Pop
Rock
11
NOVEMBRO 1992
WORLD
UMA FONTE QUE NÃO SECA
BRIGADA VICTOR JARA
15 Anos de Recriação da Música
Tradicional Portuguesa
CD, Caravela, distri. UPAV
Houve um tempo áureo da música popular portuguesa. A
primeira metade dos anos 80 prometia a eternidade ou, pelo menos, um futuro
risonho para os bons grupos que então se entregavam, como diz o título deste
disco, “à recriação da música tradicional portuguesa”: Ronda dos Quatro
Caminhos, Almanaque, Raízes, Terra a Terra, Vai de Roda e Brigada Victor Jara.

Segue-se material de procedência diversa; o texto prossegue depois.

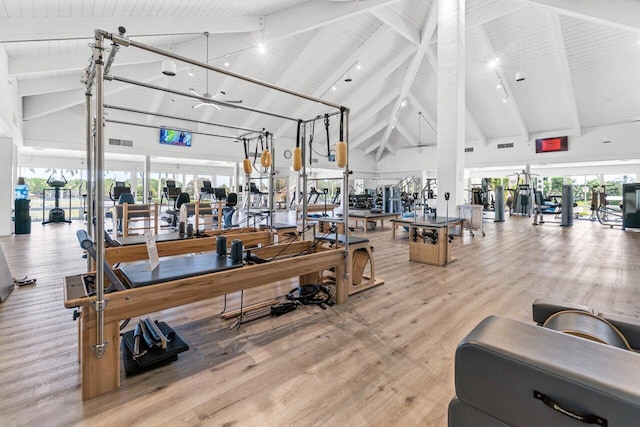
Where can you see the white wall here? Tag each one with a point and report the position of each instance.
(65, 130)
(588, 147)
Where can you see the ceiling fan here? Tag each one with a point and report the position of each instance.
(206, 94)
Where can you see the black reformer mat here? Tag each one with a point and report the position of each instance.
(138, 274)
(153, 358)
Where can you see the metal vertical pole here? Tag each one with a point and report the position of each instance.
(100, 346)
(89, 199)
(345, 200)
(303, 145)
(272, 182)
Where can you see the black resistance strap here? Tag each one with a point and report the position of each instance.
(585, 418)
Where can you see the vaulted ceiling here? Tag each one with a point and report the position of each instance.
(581, 60)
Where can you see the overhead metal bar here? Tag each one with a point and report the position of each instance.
(151, 113)
(122, 40)
(200, 98)
(322, 116)
(122, 122)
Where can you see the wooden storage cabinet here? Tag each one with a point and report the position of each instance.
(428, 245)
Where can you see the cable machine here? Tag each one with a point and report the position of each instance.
(94, 77)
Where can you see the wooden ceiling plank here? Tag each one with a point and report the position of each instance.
(566, 72)
(483, 38)
(428, 29)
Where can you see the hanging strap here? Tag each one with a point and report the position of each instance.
(326, 128)
(585, 418)
(256, 153)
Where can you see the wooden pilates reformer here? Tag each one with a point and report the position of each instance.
(129, 253)
(207, 214)
(360, 255)
(99, 320)
(101, 375)
(128, 214)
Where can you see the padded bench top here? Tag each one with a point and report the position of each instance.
(139, 274)
(279, 226)
(352, 239)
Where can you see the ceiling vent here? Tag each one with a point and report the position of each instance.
(121, 142)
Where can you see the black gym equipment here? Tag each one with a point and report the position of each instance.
(313, 194)
(206, 189)
(170, 192)
(118, 189)
(229, 210)
(57, 213)
(631, 205)
(607, 215)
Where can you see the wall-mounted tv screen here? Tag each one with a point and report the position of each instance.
(547, 145)
(175, 137)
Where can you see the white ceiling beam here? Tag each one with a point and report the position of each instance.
(158, 99)
(45, 64)
(220, 45)
(360, 138)
(48, 85)
(399, 25)
(566, 71)
(619, 13)
(402, 130)
(370, 44)
(390, 147)
(488, 11)
(37, 106)
(312, 15)
(240, 62)
(471, 120)
(373, 147)
(469, 116)
(66, 28)
(372, 107)
(428, 28)
(292, 71)
(483, 38)
(418, 105)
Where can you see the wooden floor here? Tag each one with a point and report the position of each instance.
(384, 358)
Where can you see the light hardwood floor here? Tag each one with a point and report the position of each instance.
(384, 358)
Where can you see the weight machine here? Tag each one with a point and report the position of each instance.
(56, 214)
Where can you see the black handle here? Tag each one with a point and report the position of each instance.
(585, 418)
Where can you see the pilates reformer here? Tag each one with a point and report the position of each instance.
(98, 330)
(178, 281)
(360, 255)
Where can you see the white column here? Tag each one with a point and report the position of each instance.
(134, 185)
(236, 178)
(8, 170)
(147, 179)
(451, 104)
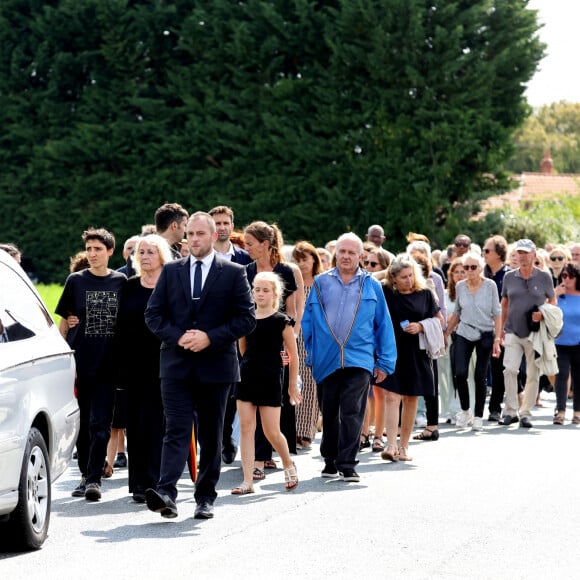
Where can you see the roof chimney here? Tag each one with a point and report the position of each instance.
(547, 164)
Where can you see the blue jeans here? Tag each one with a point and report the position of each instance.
(342, 397)
(463, 351)
(568, 363)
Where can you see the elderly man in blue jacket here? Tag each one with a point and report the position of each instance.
(349, 338)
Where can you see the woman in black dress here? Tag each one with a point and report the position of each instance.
(410, 302)
(262, 242)
(260, 387)
(138, 350)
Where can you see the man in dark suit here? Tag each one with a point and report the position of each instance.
(223, 217)
(200, 307)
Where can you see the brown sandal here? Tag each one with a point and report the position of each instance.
(258, 474)
(403, 454)
(290, 477)
(243, 489)
(390, 453)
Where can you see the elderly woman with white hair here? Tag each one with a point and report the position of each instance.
(138, 360)
(477, 322)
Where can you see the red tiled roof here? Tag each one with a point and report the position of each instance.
(534, 187)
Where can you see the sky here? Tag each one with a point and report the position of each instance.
(557, 78)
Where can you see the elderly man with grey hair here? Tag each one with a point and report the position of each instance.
(349, 337)
(524, 290)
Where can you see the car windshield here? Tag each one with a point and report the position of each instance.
(22, 315)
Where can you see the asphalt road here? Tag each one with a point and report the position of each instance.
(504, 503)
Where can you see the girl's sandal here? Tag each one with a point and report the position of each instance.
(258, 474)
(290, 477)
(378, 445)
(107, 470)
(403, 454)
(243, 489)
(390, 453)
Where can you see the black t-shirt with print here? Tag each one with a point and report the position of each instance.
(95, 301)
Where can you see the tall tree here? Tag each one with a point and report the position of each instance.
(323, 116)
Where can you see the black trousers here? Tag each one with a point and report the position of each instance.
(96, 399)
(181, 400)
(145, 430)
(342, 397)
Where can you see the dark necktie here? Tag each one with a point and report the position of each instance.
(197, 280)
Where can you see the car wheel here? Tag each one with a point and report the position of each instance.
(29, 521)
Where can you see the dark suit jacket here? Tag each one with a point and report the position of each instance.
(225, 312)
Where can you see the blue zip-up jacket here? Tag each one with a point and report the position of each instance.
(369, 344)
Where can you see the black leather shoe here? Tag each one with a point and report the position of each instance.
(229, 454)
(161, 504)
(508, 420)
(203, 511)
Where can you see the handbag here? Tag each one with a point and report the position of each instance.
(487, 338)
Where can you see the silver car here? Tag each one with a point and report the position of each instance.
(39, 416)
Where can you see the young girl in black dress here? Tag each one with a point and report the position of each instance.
(261, 384)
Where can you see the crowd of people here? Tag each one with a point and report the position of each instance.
(205, 325)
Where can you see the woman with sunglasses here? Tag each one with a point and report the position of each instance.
(558, 258)
(376, 262)
(568, 342)
(477, 322)
(445, 366)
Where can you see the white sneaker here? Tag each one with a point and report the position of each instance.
(477, 424)
(464, 419)
(421, 421)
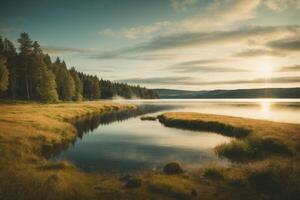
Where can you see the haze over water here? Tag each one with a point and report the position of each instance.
(133, 145)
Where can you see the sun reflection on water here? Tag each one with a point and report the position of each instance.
(266, 106)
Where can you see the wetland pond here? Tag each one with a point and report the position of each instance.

Alguns ficaram pelo caminho. Outros, a determinada altura, seguiram por ínvios
atalhos, mais fáceis, talvez mais rentáveis. Sobraram dessa geração os Vai de
Roda, após um período de interregno, e a Brigada Victor Jara, que continua o
seu percurso de demanda de um graal oculto na matéria-prima das tradições
portuguesas. Os músicos da Brigada Victor Jara nunca se quiseram fazer passar
por puristas. Desde o primeiro disco, “Eito Fora”, de 1977, até ao mais
recente, “Monte Formoso”, de 1989, passando por “Tamborileiro” (1979), “Marcha
dos Foliões” (1982) e “Contraluz” (1984), sempre se dedicaram à tal
“recriação”, ou seja, ao aproveitamento de uma base tradicional sobre a qual
criaram, e continuam a criar, arranjos contemporâneos, uns mais do que outros, sem
contudo perderem o “espírito” tradicional. Conseguir ser atual e manter vivo
esse “espírito”, eis onde reside o segredo. O seus detentores sabem como evitar
o perigo da descaracterização e manter ereta a árvore. Pois sabem que as raízes
permanecem mas a folhagem pode mudar. Ao longo de 15 anos, passaram pela
Brigada mais de vinte músicos. As várias mudanças de formação não obstaram
entretanto à manutenção de um estilo e de uma linha de conduta exemplares. “15
Anos” reúne de facto alguns dos melhores temas da discorafia da banda, com
perdomínio da tradição nortenha (oito tradicionais transmontanos, um do Douro
Litoral, quatro das Beiras), somente uma canção do Alentejo e três dos Açores,
além dos “pregões” recolhidos e transfigurados pela Brigada numa original
evocação das vozes populares de uma cidade que já vai faltando. Canções e
instrumentais passam por ordem cronológica que, curiosamente, faz sentido,
trazendo à memória e ao presente outros tempos e outros costumes. Contam-se
histórias, afastam-se papões, fazem-se festas e baila-se numa terra não
dividida. As percussões granítcas dos bombos suportam os folguedos das
gaitas-de-foles. Sobre o palanque, no adro da igreja, alguém toca um acordeão,
um violino, uma flauta. E na dança os pares de raparigas e rapazes enlaçam-se
no círculo inquebrantável. O prazer casa-se com a religiosidade, a euforia
dionísica com a simplicidade e força apolíneas. A Brigada Victor Jara viaja
pelo Portugal que gostaríamos que permanecesse para sempre. Na sua música não
há nostalgia do passado porque nunca houve tempo perdido ou que ficasse
irremediavelmente para trás. Pelo contrário, as canções são eternas, tocadas
num adufe ou num sintetizador. Nunca seca, a água da fonte primeira. Em “15
Anos” não há momentos fracos e abundam os que ficaram para a história da música
portuguesa de raiz tradicional: “Ao romper da bela aurora”, “Marião”, “Ó menino
ó”, “Charamba”, “S. Gonçalo”, “Cantiga bailada”, “Faixinha Verde” ou um “Bento
airoso” inesquecível que talvez valesse a pena recuperar em novo arranjo que
deixasse de parte o saxofone. Para os incondicionais da Brigada (e até à data o
único disco da banda em compacto) ou para os apreciadores da música popular
portuguesa em geral, um disco de aquisição obrigatória. (8)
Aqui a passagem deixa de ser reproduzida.